Si les causes de ces déséquilibres sont multiples, la rémunération des ensignants n'en fait pas partie.

En effet, seuls les agrégés ont un salaire qui s’approche de la moyenne de ceux des enseignants de l’OCDE. Les autres enseignants (PE, certifiés, PLP) gagnent nettement en dessous que cette moyenne.

Plus d'heures d'enseignement dans les lycées français

Les élèves français reçoivent plus d’heures de cours qu’ailleurs dans l’OCDE et l’écart à la moyenne s’accroit avec le niveau auquel on se trouve. 

Un lycéen a en moyenne 940 heures de cours obligatoire dans l’OCDE pour 1036 en France. Il faut donc plus d’enseignants en France qu’ailleurs et ce d’autant plus que les agrégés français surtout présents en lycée doivent moins d’heures à leur employeur que les enseignants du secondaire qui ont 18 heures à effectuer devant élève en moyenne dans l’OCDE. 

On constate d’ailleurs l’inverse au primaire. Les professeurs des écoles français font 24 heures devant élèves soit trois heures de plus que leurs homologues de l’OCDE (21 heures en moyenne)

De nombeux lycées de petites tailles

Selon un rapport de la cour des comptes, la moitié des lycées compte moins de 500 élèves (11 % moins de 100 élèves !). Le coût s’en trouve automatiquement augmenté et l’harmonisation des pratiques éducatives est rendu ainsi plus difficile.

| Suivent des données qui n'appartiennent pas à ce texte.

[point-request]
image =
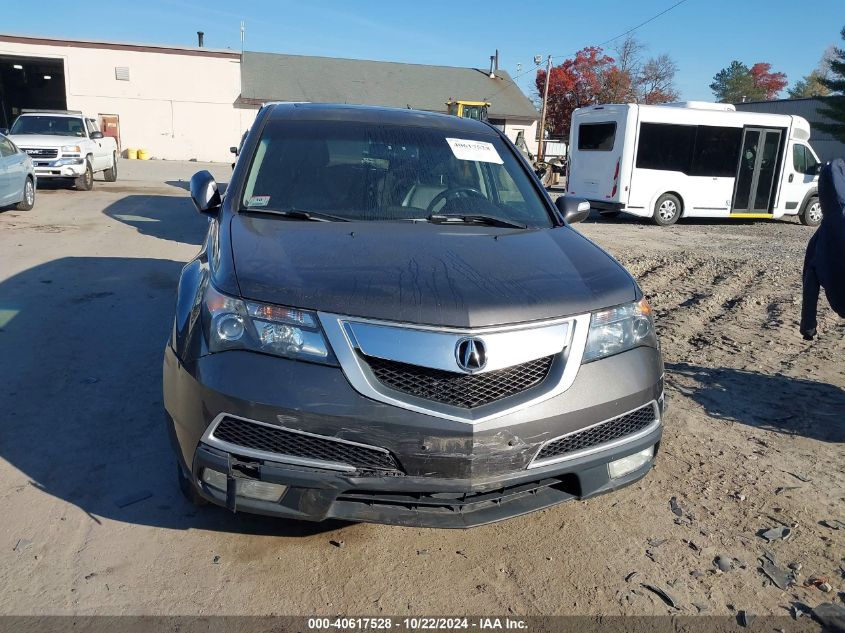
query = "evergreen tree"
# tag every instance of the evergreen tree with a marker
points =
(834, 107)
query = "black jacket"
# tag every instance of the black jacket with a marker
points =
(824, 263)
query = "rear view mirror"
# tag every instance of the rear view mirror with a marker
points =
(573, 209)
(205, 193)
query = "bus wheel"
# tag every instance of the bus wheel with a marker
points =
(812, 213)
(667, 210)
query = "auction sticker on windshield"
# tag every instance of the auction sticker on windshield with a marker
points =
(482, 151)
(259, 201)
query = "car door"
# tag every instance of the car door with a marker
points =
(7, 187)
(800, 174)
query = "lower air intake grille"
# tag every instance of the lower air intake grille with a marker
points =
(284, 442)
(602, 433)
(459, 390)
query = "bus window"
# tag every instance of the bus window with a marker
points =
(802, 160)
(596, 136)
(716, 151)
(665, 146)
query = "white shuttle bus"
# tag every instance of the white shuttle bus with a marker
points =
(693, 159)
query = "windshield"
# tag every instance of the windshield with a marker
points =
(47, 124)
(361, 171)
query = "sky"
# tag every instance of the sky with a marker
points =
(702, 36)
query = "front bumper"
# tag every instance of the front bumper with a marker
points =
(57, 169)
(453, 474)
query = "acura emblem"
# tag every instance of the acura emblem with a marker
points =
(471, 354)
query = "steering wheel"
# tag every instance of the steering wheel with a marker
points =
(452, 193)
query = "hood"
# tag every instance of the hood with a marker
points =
(425, 273)
(44, 140)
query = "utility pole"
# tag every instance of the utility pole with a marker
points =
(541, 150)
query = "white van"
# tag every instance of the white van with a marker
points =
(693, 159)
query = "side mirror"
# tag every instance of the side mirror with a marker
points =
(573, 209)
(204, 193)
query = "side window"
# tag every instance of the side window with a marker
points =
(666, 147)
(810, 164)
(596, 136)
(716, 151)
(799, 159)
(6, 148)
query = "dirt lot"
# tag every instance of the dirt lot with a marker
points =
(754, 440)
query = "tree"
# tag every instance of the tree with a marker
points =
(656, 80)
(738, 83)
(766, 81)
(735, 84)
(835, 108)
(809, 86)
(575, 83)
(652, 81)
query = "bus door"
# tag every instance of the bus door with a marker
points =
(758, 171)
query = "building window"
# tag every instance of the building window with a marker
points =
(596, 136)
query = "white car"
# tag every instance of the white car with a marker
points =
(65, 144)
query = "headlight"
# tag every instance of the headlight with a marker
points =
(231, 323)
(619, 329)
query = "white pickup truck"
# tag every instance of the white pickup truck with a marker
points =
(65, 144)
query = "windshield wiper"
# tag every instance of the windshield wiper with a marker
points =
(299, 214)
(474, 218)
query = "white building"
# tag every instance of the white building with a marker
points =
(182, 103)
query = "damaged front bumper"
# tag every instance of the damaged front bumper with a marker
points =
(432, 472)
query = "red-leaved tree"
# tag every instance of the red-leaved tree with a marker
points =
(769, 83)
(591, 77)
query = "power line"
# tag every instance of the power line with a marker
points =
(608, 41)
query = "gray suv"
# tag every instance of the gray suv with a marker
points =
(390, 321)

On entend souvent dire que le bac coute plus cher à organiser en France qu’ailleurs. En fait, c’est surtout le nombre d’options facultatives proposées qui représente un surcout par rapport aux autre pays. Surcout du principalement au faible nombre d’élèves présentant certaines de ces épreuves ou suivant ces options.

Le poids de la voie professionnelle

Les lycées professionnels sont très couteux de par le matériel qu’ils nécessitent et sont plus nombreux en France que dans beaucoup de pays de l’OCDE qui ont privilégié l’apprentissage (en dehors des lycées donc).

Les constats sont là. Faut-il pour autant remettre en cause l’ensemble du cursus lycée français pour dégager des marges pour le primaire ? Cela paraît tout de même très compliqué même si on peut sans doute revisiter le nombre d’options proposées et peut-être retravailler sur les rythmes scolaires des lycéens.

Dans tous les cas, pour l’UNSA Éducation, l’objectif des réformes à venir ne devra pas être prioritairement de faire des économies mais de rendre le lycée plus performant en préparant mieux les élèves à l’enseignement supérieur.